One thing that felt flat to me (until the very end of the season) was Audrey’s motivation. While we learn she doesn’t have much of a social or family life, we do know she is a successful FBI agent. She has a career. She’s also based out of big cities and, we can assume, she is more used to an urban setting. For her to suddenly drop everything to hang around Haven based on, what, personal curiosity and a photograph of a woman who could possibly be her mother? It seems pretty thin. Especially considering how easily she integrates with the local police force even before she’s been in town long enough to have enough ties to be that invested. She’s also shockingly believing, from the very beginning she’s willing to look for supernatural explanations and rarely, if ever, even begins to consider natural ones. Apart from that she’s a good character, she bounces off Nathan and Duke well, she has some layers and is generally a fun watch.

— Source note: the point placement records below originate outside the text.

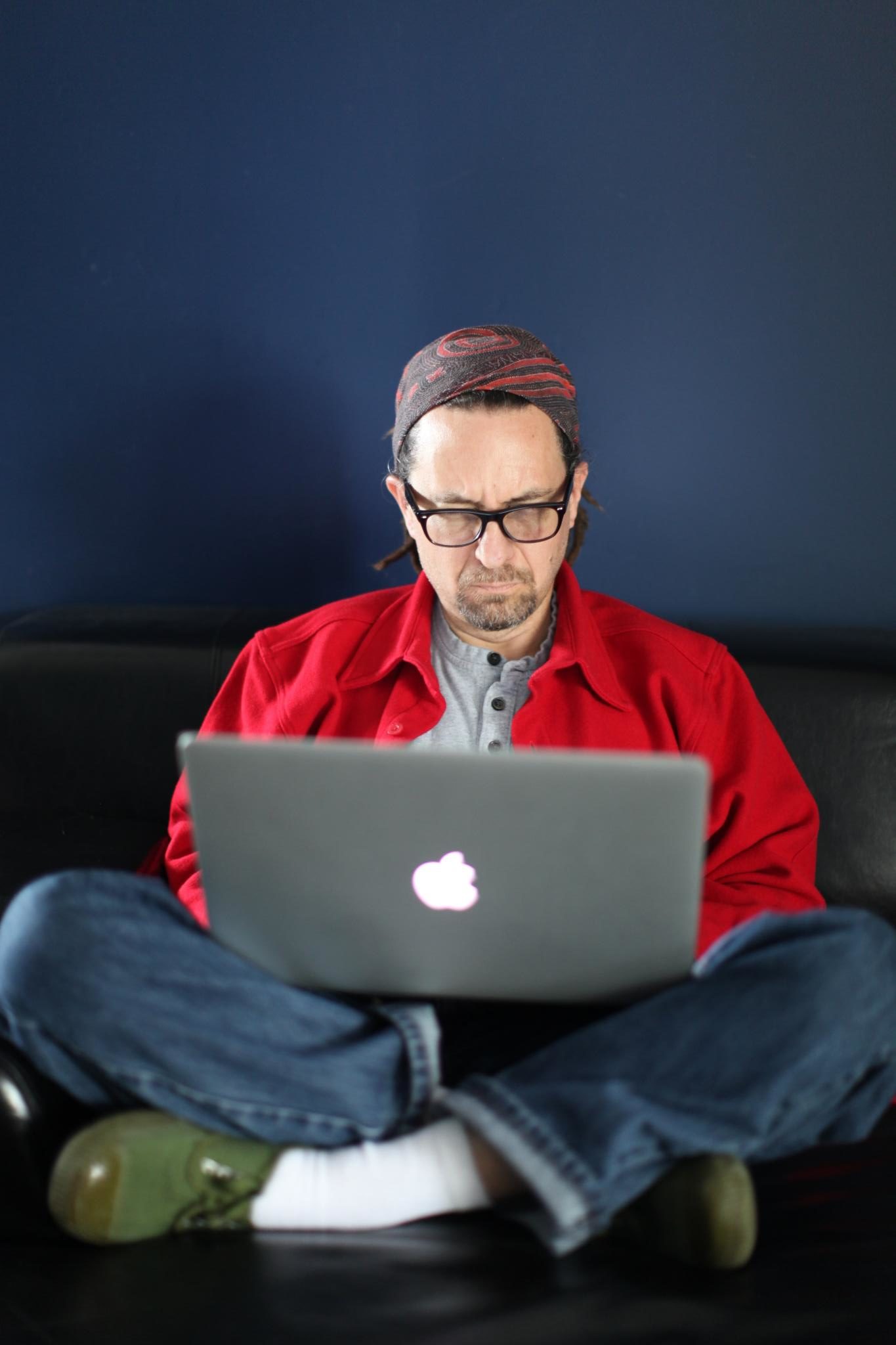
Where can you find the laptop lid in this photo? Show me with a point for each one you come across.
(539, 876)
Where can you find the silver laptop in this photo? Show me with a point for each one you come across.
(542, 876)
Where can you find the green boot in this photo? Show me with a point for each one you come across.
(144, 1173)
(702, 1212)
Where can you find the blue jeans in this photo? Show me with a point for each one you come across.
(782, 1038)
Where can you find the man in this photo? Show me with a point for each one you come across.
(237, 1102)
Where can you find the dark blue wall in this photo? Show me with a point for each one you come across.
(228, 223)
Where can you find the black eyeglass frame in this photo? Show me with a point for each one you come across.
(486, 517)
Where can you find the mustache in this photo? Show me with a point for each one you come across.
(504, 576)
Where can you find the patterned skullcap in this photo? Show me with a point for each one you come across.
(484, 358)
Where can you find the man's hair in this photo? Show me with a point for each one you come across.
(494, 400)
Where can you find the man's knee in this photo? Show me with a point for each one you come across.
(857, 973)
(34, 933)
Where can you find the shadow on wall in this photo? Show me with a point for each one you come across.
(224, 493)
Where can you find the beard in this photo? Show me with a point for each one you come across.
(496, 611)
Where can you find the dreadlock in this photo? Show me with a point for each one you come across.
(490, 400)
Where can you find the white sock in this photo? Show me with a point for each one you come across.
(372, 1185)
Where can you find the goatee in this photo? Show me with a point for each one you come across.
(496, 611)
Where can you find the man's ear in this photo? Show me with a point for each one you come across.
(580, 478)
(395, 486)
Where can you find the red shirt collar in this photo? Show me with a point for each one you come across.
(403, 634)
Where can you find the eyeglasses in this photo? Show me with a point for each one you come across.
(464, 526)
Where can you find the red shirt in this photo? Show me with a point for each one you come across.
(617, 678)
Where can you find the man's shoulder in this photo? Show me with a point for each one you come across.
(343, 618)
(626, 627)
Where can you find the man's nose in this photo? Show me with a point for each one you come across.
(494, 549)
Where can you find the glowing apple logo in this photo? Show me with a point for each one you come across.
(446, 884)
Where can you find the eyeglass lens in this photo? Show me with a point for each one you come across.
(528, 523)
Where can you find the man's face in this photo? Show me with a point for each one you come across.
(489, 460)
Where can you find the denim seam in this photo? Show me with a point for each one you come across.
(217, 1102)
(539, 1151)
(833, 1086)
(421, 1032)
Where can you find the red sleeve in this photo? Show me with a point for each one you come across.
(247, 703)
(763, 822)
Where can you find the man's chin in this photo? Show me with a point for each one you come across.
(499, 612)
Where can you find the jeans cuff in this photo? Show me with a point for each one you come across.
(422, 1034)
(566, 1218)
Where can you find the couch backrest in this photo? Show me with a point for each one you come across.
(92, 699)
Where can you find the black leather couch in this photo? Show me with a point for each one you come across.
(91, 703)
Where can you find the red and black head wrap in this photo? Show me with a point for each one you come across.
(472, 359)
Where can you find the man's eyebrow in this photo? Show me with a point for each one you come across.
(538, 494)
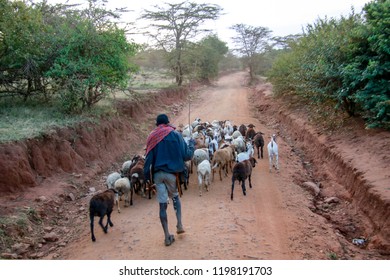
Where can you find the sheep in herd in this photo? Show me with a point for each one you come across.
(236, 134)
(122, 187)
(199, 156)
(126, 168)
(273, 154)
(258, 141)
(240, 144)
(223, 158)
(101, 205)
(204, 172)
(242, 171)
(242, 129)
(247, 154)
(184, 177)
(250, 133)
(111, 178)
(137, 178)
(212, 147)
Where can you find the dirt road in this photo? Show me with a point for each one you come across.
(273, 221)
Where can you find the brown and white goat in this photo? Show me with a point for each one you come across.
(223, 157)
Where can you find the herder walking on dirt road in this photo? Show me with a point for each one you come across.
(166, 152)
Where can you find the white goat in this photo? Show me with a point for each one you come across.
(198, 157)
(273, 154)
(123, 187)
(111, 178)
(204, 171)
(239, 143)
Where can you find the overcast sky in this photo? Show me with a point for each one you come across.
(282, 17)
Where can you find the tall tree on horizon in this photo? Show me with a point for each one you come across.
(173, 25)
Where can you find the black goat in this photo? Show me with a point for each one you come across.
(100, 205)
(241, 171)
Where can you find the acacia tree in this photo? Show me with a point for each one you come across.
(174, 25)
(250, 41)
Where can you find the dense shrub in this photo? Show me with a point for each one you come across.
(343, 61)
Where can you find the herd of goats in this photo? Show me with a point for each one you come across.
(218, 145)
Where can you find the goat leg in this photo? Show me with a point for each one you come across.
(109, 219)
(243, 187)
(231, 195)
(92, 221)
(101, 224)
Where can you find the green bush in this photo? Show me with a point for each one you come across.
(343, 61)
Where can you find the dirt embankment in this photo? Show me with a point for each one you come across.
(28, 163)
(44, 173)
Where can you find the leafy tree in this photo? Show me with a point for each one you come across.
(230, 62)
(175, 25)
(93, 57)
(366, 79)
(342, 63)
(251, 41)
(22, 48)
(204, 57)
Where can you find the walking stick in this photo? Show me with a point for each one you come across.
(178, 184)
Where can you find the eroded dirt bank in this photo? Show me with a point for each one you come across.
(352, 163)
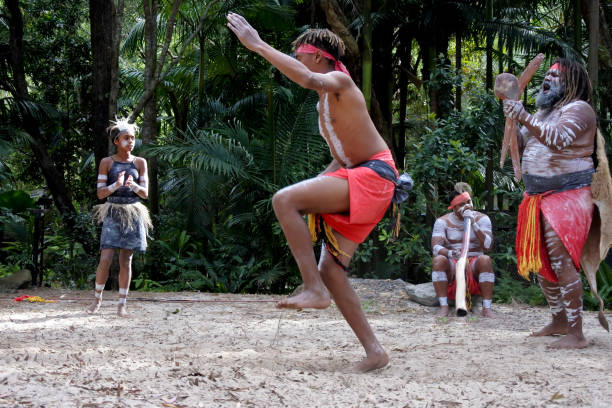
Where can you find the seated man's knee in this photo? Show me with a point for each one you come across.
(483, 263)
(440, 263)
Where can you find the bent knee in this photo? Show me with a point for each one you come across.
(440, 262)
(484, 261)
(282, 200)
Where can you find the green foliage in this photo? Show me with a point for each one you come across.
(604, 288)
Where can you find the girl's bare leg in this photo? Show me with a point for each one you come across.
(350, 306)
(317, 195)
(125, 277)
(106, 257)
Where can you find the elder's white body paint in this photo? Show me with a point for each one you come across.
(565, 142)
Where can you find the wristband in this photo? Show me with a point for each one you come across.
(113, 187)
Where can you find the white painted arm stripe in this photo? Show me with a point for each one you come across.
(437, 249)
(487, 243)
(438, 277)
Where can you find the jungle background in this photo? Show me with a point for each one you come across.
(222, 130)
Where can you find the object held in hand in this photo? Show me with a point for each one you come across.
(508, 87)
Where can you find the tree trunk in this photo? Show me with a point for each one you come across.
(149, 122)
(458, 67)
(399, 145)
(593, 64)
(339, 25)
(576, 22)
(54, 179)
(101, 23)
(489, 87)
(366, 56)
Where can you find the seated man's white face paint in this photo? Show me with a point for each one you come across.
(446, 243)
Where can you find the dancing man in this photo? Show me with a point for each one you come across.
(446, 242)
(348, 199)
(122, 180)
(557, 209)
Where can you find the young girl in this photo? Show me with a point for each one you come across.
(122, 180)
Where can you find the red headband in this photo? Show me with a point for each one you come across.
(465, 196)
(557, 67)
(311, 49)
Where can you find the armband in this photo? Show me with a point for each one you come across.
(113, 187)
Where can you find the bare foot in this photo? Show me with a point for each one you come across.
(122, 310)
(306, 299)
(551, 330)
(443, 312)
(94, 307)
(371, 362)
(570, 341)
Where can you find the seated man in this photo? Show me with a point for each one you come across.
(446, 242)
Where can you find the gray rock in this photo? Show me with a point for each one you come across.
(18, 280)
(422, 293)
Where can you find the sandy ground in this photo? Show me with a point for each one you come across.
(243, 354)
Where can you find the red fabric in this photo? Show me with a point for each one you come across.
(570, 214)
(311, 49)
(370, 196)
(472, 285)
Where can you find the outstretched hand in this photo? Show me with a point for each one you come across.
(247, 35)
(514, 109)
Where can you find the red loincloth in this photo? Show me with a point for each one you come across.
(569, 213)
(472, 286)
(370, 196)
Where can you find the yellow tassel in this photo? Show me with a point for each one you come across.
(531, 261)
(312, 227)
(333, 243)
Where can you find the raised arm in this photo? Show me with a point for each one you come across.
(289, 66)
(574, 120)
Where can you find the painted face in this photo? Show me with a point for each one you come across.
(306, 59)
(551, 91)
(461, 207)
(126, 141)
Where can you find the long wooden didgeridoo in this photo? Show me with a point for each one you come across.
(508, 87)
(461, 289)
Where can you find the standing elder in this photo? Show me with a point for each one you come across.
(556, 213)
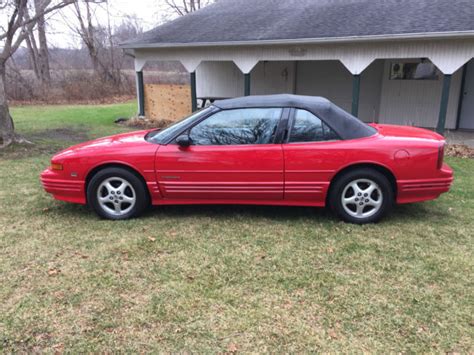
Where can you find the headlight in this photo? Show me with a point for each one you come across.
(56, 166)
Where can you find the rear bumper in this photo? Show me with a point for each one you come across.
(62, 189)
(425, 189)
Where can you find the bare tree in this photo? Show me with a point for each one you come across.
(18, 25)
(39, 53)
(184, 7)
(97, 39)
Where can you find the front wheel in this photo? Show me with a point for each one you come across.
(116, 193)
(361, 196)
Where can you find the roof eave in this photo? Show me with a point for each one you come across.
(301, 41)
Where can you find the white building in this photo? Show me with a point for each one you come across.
(389, 61)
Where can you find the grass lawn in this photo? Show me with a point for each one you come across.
(217, 279)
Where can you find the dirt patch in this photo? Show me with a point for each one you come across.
(459, 151)
(60, 134)
(48, 141)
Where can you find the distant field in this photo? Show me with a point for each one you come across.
(224, 279)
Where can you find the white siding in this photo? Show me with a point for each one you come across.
(332, 80)
(224, 79)
(219, 79)
(417, 102)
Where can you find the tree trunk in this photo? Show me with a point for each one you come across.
(7, 128)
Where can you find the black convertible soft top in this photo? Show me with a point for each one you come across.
(345, 125)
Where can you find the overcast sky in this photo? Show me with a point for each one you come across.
(150, 13)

This show does have some excellent characters. Not just Audrey, but Nathan and Duke both fit their roles ideally, both being appealing characters in their own right while being so very different from each other. The characters I’ve most got my eyes on are Vince and Dave Teague, so many secrets and in the end Vince, bumbling, gentle Vince, pulled out a shocking amount of menace. I think I want to know his secrets more than I want to know Audrey’s!

Inclusion wise this show is absolutely appalling. POC appear as odd tokens at best (including a Black female nanny, uh-huh) and none of the regular cast are POC. Single episode bit parts are the norm. There are no GBLT characters. We have disabled characters – but that includes mentally ill characters who are magically cured by music which infects other people with insanity (and then go on a sailing tour, isolating them from the town) and a blind man who is locked away to control his murderous shadow.  There are also very few women in the cast beyond Audrey. The few recurring female characters either die (the pathologist), disappear (Julia, the pathologist’s daughter) or leave (Jess, Nathan’s love interest with the oddest accent I’ve ever heard – do Quebecois actually sound like that?). The other women are primarily bit parts – and include the woman who drains men’s lives by sleeping with them and then producing babies with the life force. The main cast is nearly entirely male.

Based on most of the series I’m inclined to mark the series low – too much Trouble of the Week, too many secrets, too little reveal, too much build up, not enough conclusion, not enough development. But the last few episodes in the season really pick it up and do a lot towards redeeming the show and making it something I was happy to watch for a second season.